By Alan on Jul 24 in Blog tagged Assembly, Benjamin Franklin, constitution, Convention, evolved, george Washington, God, hand, Independence Hall, John Fiske, National, politics, The Almighty, the fainger, Thomas Madison | 1 Comment
The Constitution Evolved With The Finger Of The Almighty Hand.
As the delegates shuffled into Independence Hall during that hot Philadelphia summer of 1787, Thomas Madison was tense and uneasy as he failed to mention to them the real cause for calling the convention: to present his Virginia Plan … even to present a new national constitution.
Madison knew that if the delegates had understood his true intention, they may not have participated as they had no idea that they would be asked to form an entirely new national system.
Had not America’s two most inspired and respected citizens, George Washington and Benjamin Franklin, sat in council with them, and vigorously promoted the plan, the entire Convention might have ended before it began.
Benjamin Franklin pointed out, the interference of “all their prejudices, their passions, their errors of opinion, their local interests, and their selfish views.” Perhaps it was Franklin himself who understood better than anyone else that something bigger than anything they could imagine was behind the Convention.
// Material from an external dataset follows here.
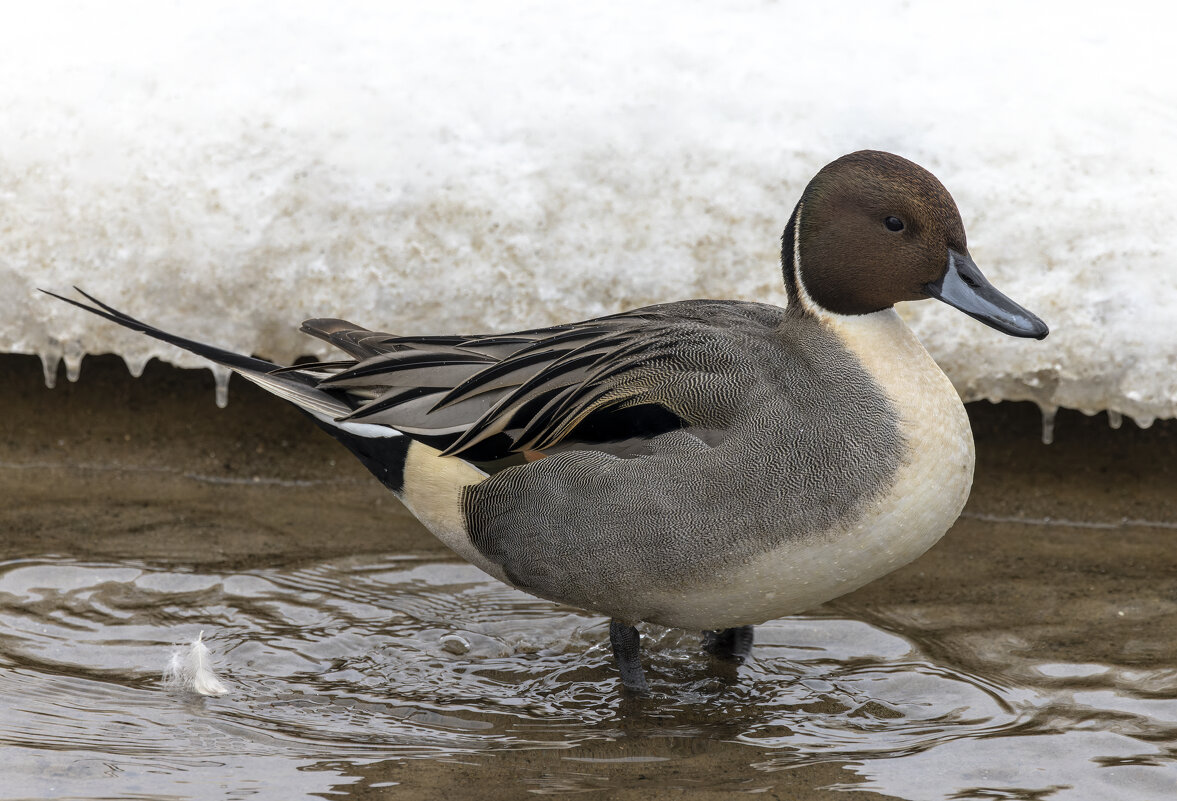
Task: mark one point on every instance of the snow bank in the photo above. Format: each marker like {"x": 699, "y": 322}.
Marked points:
{"x": 227, "y": 171}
Franklin humbly offered the last and only solution as he declared:
The small progress we have made after four or five weeks close attendance and continual reasonings with each other — our different sentiments on almost every question, several of the last producing as many noes and ays, is methinks a melancholy proof of the imperfection of the Human Understanding. We have gone back to ancient history for models of Government, and examined the different forms of those Republics which, having been formed with the seeds of their own dissolution, now no longer exist. And we have viewed Modern states all aroung Europe, but find none of the Constitutions suitable to our circumstances.
In this situation of the Assembly, groping as it were to find political truth, and scarce able to distinguish a when presented to us, how has it happened, Sir, that we have not hitherto once thought of humbly applying to the Father of lights to illuminate our understandings? In the beginning of the Congest with Great Britain, when we were sensible of danger, we had daily prayer in this room for the divine protection. –Our prayer, Sir, were heard, and they were graciously answered. All of us who were engaged in the struggle must have observed frequent instances of a Superintending providence in our favor. To that kind Providence we owe this happy opportunity in consulting in peace on the means of establishing our future national felicity. And have we now forgotten that powerful friend? Or do we imagine we no longer need his assistance? I have lived, Sir, a long time, and the longer I live, the more convincing proofs I see of this truth –that God governs in the affairs of men. And if a sparrow cannot fall to the ground without His notice, is it probable that an empire can rise without His aid? We have been assured, Sir, in the sacred writings, that “except the Lord build the House, they labour in vain that build it.” I firmly believe this; and I also believe that without His concurring aid we shall succeed in the political building no better than the builders of Babel: We shall be divided by our little partial local interests; our projects will be confounded, and we ourselves shall become a reproach and bye word down to future ages. And what is worse, mankind may hereafter from this unfortunate instance, despair of establishing Government by Human Wisdom and leave it to chance, war and conquest.
I therefore beg leave to move — that henceforth prayers imploring the assistance of Heaven, and its blessings on deliberations, be held in this Assembly.
George Washington, as we have previously demonstrated, certainly understood Franklin’s sentiments as well as anyone at the Convention, and therefore would happily add his own endorsement to such counsil. Standing before the Convention, during a heated debate, Washington declared: ”If to please the people, we offeer what we ourselves disapprove, how can we afterward defend our work? Let us raise a standard to which the wise and honest can repair; the event is in the hand of God!”
Historian John Fiske commented that something “from that moment the mood in which [the delegates] worked caught testimony from the glorious spirit of Washington.” Indeed, the testimony from such spiritually powerful men seemed to change the entire environment, as a spirit of brotherhood and compromise, at last, entered Independence Hall. The Lord had intervened once again.